Sejak pandemi dimulai, China telah mempertahankan kebijakan moneter yang relatif longgar tanpa mengumumkan paket stimulus besar, seperti pemberian uang tunai dalam jumlah besar kepada konsumen.
“Mungkin mengambil pelajaran dari apa yang telah dialami AS dalam beberapa tahun terakhir, PBoC telah berhati-hati dalam melakukan pelonggaran bahkan selama era pandemi dan dapat dengan cepat beralih ke mode tunggu dan lihat setelah pertumbuhan kembali ke jalurnya,” imbuh para ekonom di Citi.
Para ekonom juga mencatat, restrukturisasi pemerintah China pada awal bulan ini adalah contoh upayanya untuk mengurangi risiko keuangan.
“Tahun ini, Beijing bertekad untuk menjaga risiko utang pemerintah daerah, yang kami yakini memiliki alat yang memadai,” tulis para ekonom.
Produk Domestik Bruto (PDB) Tiongkok diproyeksikan menunjukkan pertumbuhan yang relatif luar biasa pada tahun ini, kata para ekonom, sehingga mereka juga melihat sisi positif dari mata uang negara itu.
Ekonom Citi memperkirakan yuan China dapat menguat ke 6,6 terhadap dolar AS segera setelah September. Itu akan membawa mata uang China menuju ke level terkuat sejak April tahun lalu.

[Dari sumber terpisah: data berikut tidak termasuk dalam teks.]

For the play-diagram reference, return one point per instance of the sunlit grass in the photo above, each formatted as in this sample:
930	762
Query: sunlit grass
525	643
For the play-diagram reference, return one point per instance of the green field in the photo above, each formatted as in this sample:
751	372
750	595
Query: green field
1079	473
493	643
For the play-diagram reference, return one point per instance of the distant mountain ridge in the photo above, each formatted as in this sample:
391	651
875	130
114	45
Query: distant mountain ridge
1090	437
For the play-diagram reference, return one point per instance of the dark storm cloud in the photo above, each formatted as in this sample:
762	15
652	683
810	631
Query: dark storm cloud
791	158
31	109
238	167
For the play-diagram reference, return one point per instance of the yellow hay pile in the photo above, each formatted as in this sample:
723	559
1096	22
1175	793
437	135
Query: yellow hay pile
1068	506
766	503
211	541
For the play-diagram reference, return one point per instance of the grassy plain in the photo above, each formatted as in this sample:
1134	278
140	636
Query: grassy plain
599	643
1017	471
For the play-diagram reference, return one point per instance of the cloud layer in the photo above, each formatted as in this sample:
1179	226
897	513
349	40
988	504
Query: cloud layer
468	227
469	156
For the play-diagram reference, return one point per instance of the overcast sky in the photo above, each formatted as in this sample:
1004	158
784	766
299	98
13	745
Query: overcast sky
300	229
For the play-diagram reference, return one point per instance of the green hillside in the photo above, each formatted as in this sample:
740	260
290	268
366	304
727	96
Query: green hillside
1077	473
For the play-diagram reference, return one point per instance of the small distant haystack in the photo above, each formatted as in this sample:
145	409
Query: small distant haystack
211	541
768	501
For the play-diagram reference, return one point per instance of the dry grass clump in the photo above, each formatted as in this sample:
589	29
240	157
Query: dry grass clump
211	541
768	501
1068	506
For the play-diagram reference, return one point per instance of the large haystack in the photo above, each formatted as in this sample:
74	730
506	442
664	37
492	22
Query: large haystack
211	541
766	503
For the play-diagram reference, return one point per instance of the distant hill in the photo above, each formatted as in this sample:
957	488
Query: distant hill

“Dengan munculnya kenaikan suku bunga agresif yang tidak disengaja dan tidak diinginkan di luar negeri, aliran masuk modal ke China dapat berlanjut setelah pembukaan kembali perdagangan jika tesis pemulihan berjalan dan pemeringkatan ulang politik terus berlangsung,” ungkap para ekonom.
“Kami masih yakin arus masuk modal ke China belum berakhir dan memperkirakan USDCNY akan bergerak ke 6,6 dalam 6-12 bulan,” tambah mereka.
Baca juga: Layanan Perpesanan China WeChat Integrasikan Yuan Digital ke dalam Platform Pembayarannya
Pandangan itu lebih lanjut didukung oleh penurunan greenback, setelah Ketua Federal Reserve AS (The Fed) Jerome Powell pada Rabu (22/3/2023), mengisyaratkan kenaikan suku bunga hampir berakhir, membuat indeks dolar AS jatuh lebih lanjut ke level terendah 101,915 pada Kamis (23/3/2023).
Lingkungan peraturan yang Lebih Positif
Lanskap di China sangat berbeda dari apa yang terjadi di AS dan negara lain sebagai akibat dari kenaikan suku bunga yang cepat, kata Chief Financial Officer dari manajer aset Hywin, Lawrence Lok.
Mengenai perkembangan peraturan, dia mengatakan perusahaannya melihat upaya yang jelas dari Beijing untuk meningkatkan kemampuan lembaga keuangan asing untuk berpartisipasi di pasar lokal.
“Net-net, lingkungan peraturan adalah hal yang sangat positif untuk sektor keuangan di China saat ini,” lanjut Lok.
“Mungkin tidak begitu ramah untuk beberapa sektor seperti teknologi tinggi, tapi menurut saya (untuk) sektor keuangan kami cukup positif,” ujarnya.
Hywin memiliki lebih dari 36.700 klien aktif pada akhir Desember tahun lalu, dengan lebih dari 1 miliar dolar AS aset yang dikelola.